Während Le Midi sich in einem auf das Jahr 1761 datierten, in der persönlichen Sammlung des Komponisten zeitlebens wie einem Schatz gehüteten Autograph erhalten hat, sind im Fall seiner beiden Schwesternwerke nur Abschriften auf uns zugekommen, allerdings solche, die aufgrund ihrer einschlägigen, meist französisch gehaltenen Titel und ihrer kompositorischen Eigenarten keine Zweifel an der gemeinsamen zyklischen Zusammengehörigkeit aufkommen lassen.
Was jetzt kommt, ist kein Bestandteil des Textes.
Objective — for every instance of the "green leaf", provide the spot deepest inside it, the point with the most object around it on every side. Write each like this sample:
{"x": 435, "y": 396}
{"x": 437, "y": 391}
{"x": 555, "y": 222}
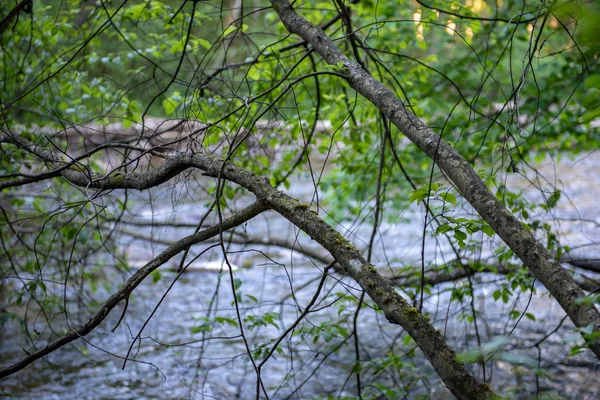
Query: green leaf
{"x": 449, "y": 198}
{"x": 460, "y": 235}
{"x": 553, "y": 199}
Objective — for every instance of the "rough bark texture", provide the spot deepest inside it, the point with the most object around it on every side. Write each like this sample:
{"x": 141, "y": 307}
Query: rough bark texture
{"x": 396, "y": 309}
{"x": 133, "y": 282}
{"x": 522, "y": 242}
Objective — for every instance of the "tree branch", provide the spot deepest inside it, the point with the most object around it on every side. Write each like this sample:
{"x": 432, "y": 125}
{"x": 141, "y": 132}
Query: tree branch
{"x": 523, "y": 243}
{"x": 133, "y": 282}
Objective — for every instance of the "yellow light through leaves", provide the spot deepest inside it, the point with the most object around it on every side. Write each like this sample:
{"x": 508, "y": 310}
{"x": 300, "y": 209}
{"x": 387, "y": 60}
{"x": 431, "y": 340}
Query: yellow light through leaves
{"x": 450, "y": 27}
{"x": 417, "y": 17}
{"x": 420, "y": 35}
{"x": 417, "y": 20}
{"x": 469, "y": 33}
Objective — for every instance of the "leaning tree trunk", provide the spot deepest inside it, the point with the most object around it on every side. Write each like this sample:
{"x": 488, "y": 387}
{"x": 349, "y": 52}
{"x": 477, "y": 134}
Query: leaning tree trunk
{"x": 521, "y": 241}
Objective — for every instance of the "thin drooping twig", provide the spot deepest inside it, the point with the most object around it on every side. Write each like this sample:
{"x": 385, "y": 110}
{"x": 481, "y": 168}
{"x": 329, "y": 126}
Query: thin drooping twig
{"x": 522, "y": 242}
{"x": 133, "y": 282}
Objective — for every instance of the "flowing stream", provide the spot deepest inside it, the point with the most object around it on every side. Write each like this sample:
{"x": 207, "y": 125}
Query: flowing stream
{"x": 178, "y": 358}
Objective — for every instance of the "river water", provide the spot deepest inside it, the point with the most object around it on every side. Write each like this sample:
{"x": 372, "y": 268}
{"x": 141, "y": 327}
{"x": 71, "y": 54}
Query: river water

Manch komponiertes Vorbild hat man im Laufe der Zeit an Haydns Tageszeiten-Sinfonien festzumachen versucht: Von der Thematik her betrachtet wäre da z. B. ein der Feder von Gregor Joseph Werner, seinem damaligen Vorgesetzten entstammender Neuer und sehr curios-Musicalischer Calender, Parthien-weiß mit 2 Violinen und Basso ò Cembalo in die zwölf Jahrs-Monat eingetheilet. Oder eine Serie aus vier Ballettmusiken – Le Matin, Le Midi, Le Soir und La Nuit betitelt, die „die Land-Beschäftigung und -Unterhaltung durch die vier Tags Zeiten“ zum Ausdruck bringen versuchten. Sie wurden dem Komponisten Joseph Starzer zugeschrieben und 1755 in Laxenburg choreographiert von Franz Anton Hilverding zur Aufführung gebracht. Zum absoluten Favoriten unter den tönenden Vorbildern der Haydnschen Triologie hat die über Musik schreibende Zunft allerdings Antonio Vivaldis Le quattro stagionibenannte Reihe aus vier Violinkonzerten deklariert, die dieser als Teil der Sammlung Il cimento dell’armonia e dell’inventione, seinem Opus 8, dem Grafen Wenzeslaus von Morzin gewidmet hatte. (Letzterer war übrigens ein Onkel zweiten Grades von Haydns erstem Dienstherren, Karl Joseph Franz von Morzin und Vivaldis Werksammlung zudem Teil des unter Paul Anton um das Jahr 1740 angelegten Thematischen Katalogs der fürstlich-esterházyschen Notenbestände gewesen).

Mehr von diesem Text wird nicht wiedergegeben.